Why? For years prior to the latest Spider-man, Marvel fans flooded social media with speculation about a sequel, but I didn't see Shakespeare fans clamoring for a new Macbeth.
No, the fans who keep Shakespeare's franchise going are directors and actors, because they know that Macbeth is fun. Shakespeare's poetry is long on feeling and relationships, but short on staging specifics, so you're challenged to make something different with material that a thousand stage companies have performed before. Within the boundaries of story and verse, Shakespeare packs a playground of images and themes for your creative pleasure.
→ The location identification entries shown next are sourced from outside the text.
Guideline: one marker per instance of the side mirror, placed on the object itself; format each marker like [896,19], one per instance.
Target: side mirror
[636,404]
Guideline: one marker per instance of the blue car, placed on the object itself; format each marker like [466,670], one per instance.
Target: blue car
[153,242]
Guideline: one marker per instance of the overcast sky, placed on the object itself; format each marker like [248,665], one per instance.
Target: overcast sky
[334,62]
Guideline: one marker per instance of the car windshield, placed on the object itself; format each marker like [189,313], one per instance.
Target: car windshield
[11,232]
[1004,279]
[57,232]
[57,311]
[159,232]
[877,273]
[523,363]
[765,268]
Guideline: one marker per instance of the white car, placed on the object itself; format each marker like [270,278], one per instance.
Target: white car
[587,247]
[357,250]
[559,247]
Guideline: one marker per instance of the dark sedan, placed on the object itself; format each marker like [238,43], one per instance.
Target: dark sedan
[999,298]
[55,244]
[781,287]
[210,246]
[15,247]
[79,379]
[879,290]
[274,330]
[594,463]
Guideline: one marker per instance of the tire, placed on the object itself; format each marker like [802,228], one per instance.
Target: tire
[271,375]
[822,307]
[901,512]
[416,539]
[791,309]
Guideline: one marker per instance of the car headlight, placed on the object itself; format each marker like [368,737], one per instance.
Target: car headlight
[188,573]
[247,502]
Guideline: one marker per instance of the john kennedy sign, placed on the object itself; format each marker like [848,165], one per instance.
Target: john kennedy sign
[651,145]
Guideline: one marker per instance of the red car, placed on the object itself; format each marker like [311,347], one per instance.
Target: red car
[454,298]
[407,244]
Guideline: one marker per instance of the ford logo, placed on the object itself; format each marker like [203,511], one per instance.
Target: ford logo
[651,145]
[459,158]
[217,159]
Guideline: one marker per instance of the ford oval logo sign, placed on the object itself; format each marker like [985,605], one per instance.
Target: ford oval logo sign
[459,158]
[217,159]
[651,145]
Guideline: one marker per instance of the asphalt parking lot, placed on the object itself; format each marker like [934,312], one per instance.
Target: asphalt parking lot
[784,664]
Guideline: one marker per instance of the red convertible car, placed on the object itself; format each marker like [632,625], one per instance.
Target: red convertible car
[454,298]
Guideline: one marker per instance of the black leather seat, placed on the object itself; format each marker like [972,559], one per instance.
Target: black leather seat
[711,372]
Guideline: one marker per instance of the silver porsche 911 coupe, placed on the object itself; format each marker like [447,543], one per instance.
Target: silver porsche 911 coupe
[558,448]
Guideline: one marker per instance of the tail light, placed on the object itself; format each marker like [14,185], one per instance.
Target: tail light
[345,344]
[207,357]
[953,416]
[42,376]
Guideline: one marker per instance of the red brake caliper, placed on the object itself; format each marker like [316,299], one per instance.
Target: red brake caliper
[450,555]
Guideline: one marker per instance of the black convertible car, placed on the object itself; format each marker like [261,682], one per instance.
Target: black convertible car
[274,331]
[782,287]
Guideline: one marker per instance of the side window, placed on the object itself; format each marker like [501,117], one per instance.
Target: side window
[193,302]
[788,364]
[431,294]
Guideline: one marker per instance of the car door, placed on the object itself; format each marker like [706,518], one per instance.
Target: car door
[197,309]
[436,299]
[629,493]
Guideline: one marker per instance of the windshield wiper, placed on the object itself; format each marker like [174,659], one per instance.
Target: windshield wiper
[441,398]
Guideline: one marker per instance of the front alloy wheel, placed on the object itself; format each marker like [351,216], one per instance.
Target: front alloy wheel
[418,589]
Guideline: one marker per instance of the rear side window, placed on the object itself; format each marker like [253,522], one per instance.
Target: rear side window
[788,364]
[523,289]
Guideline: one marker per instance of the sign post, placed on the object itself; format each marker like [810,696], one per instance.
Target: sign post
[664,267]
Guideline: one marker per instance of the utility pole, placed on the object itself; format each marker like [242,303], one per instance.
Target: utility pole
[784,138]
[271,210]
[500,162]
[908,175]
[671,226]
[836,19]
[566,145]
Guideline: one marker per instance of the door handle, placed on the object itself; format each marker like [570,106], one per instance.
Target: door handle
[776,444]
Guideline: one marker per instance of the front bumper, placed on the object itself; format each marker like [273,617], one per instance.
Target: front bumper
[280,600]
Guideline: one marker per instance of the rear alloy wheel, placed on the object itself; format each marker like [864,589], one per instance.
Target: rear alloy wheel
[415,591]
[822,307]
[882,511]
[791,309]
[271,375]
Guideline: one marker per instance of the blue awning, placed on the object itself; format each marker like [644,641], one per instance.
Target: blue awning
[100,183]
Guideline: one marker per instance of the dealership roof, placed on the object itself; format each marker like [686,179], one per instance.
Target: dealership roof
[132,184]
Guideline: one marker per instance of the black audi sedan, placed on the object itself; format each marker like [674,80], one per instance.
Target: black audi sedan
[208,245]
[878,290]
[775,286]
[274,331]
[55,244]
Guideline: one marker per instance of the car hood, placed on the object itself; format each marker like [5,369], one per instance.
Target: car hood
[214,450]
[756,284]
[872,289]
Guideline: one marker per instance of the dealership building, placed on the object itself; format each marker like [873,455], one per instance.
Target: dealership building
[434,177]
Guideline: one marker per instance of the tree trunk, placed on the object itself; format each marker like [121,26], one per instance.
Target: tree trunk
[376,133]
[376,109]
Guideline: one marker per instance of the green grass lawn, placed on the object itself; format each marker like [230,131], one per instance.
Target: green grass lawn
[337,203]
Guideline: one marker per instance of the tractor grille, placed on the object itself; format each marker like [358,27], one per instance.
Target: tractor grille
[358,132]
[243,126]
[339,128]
So, for example, Shakespeare repeatedly calls Macbeth's world both "foul and fair" with other pairs of contrasting words. That gives film connoisseur Coen a good excuse, if he needed one, to shoot in classic black and white.
Macbeth, by calling himself "a poor player who struts and frets his hour on the stage," gives Coen license to skip the rock and muck of medieval Scotland and film most of the action on a dream-like sound-stage set. No actual castle would contain such a maze of infinite passageways, high smooth walls, indefinite light sources, and sharp black shadows that fall in acute angles. Even the outdoor scenes -- a field, a forest, a distant ridge -- are backdrops for action more than environments for it.
Coen makes this a bird-eat-bird world. Scavengers circle above the battlefield in the opening shot; apparitions of witches and Banquo's ghost are re-imagined with ravens. I've thought about Macbeth with every flock of crows I've seen since the movie. Shakespeare may have suggested the avian motif to Coen: I heard references to crows, ravens, wrens, an owl, a falcon, and chickens. A Google search turned up eagles, martens, kites, maggot-pies a.k.a. magpies, choughs, and rooks.
Macbeth is a playground for actors, too. Denzel Washington and Frances McDormand, older than actors who've recently played the Macbeths on film, make it the story of a passionate couple who, childless, are running out of time to make a legacy. Grizzled and bearish, Washington's Macbeth is furious when a slighter, younger man gets the promotion that Macbeth has earned; the Lady prays to be "unsexed" so that killer instincts may replace maternal ones. When Macbeth wavers, she reminds him of the child she "gave suck" that evidently didn't survive, in order to pull her husband back from the brink of decency. But when he says in admiration, "Produce men-children only," McDormand appears not gratified, but hurt. That dialogue is Exhibit A for what makes Shakespeare fun for actors: in a very short while, they get to show off a range of emotions from dread to scorn to horror to passionate love.
Shakespeare hands a great part to the actor who plays Macduff, Corey Hawkins. He's a young warrior in the background for much of the play, but then we see how Macbeth's hired assassins, failing to find Macduff at home, slaughter his family. Shakespeare gives the wife and eldest son just enough banter to get a sense for their family's warmth; Moses Ingram as the mother is fearful but trying not to show it, and young Ethan Hutchinson is precocious without being precious, making the violence that follows more affecting than I've ever seen. We're still reeling from that when Macduff, in exile, asks how his family is doing. Shakespeare does a remarkable thing, making Macduff silent. Other characters tell him to give voice to his grief. Even now, I'm moved remembering Hawkins' performance, as his Macduff holds the emotions in until he can face Macbeth.
So, I'm crying when I write a piece about how Macbeth is so much fun, but that's the point: Shakespeare's work works, and seeing what different artists find in it is what has kept us coming back for 500 years.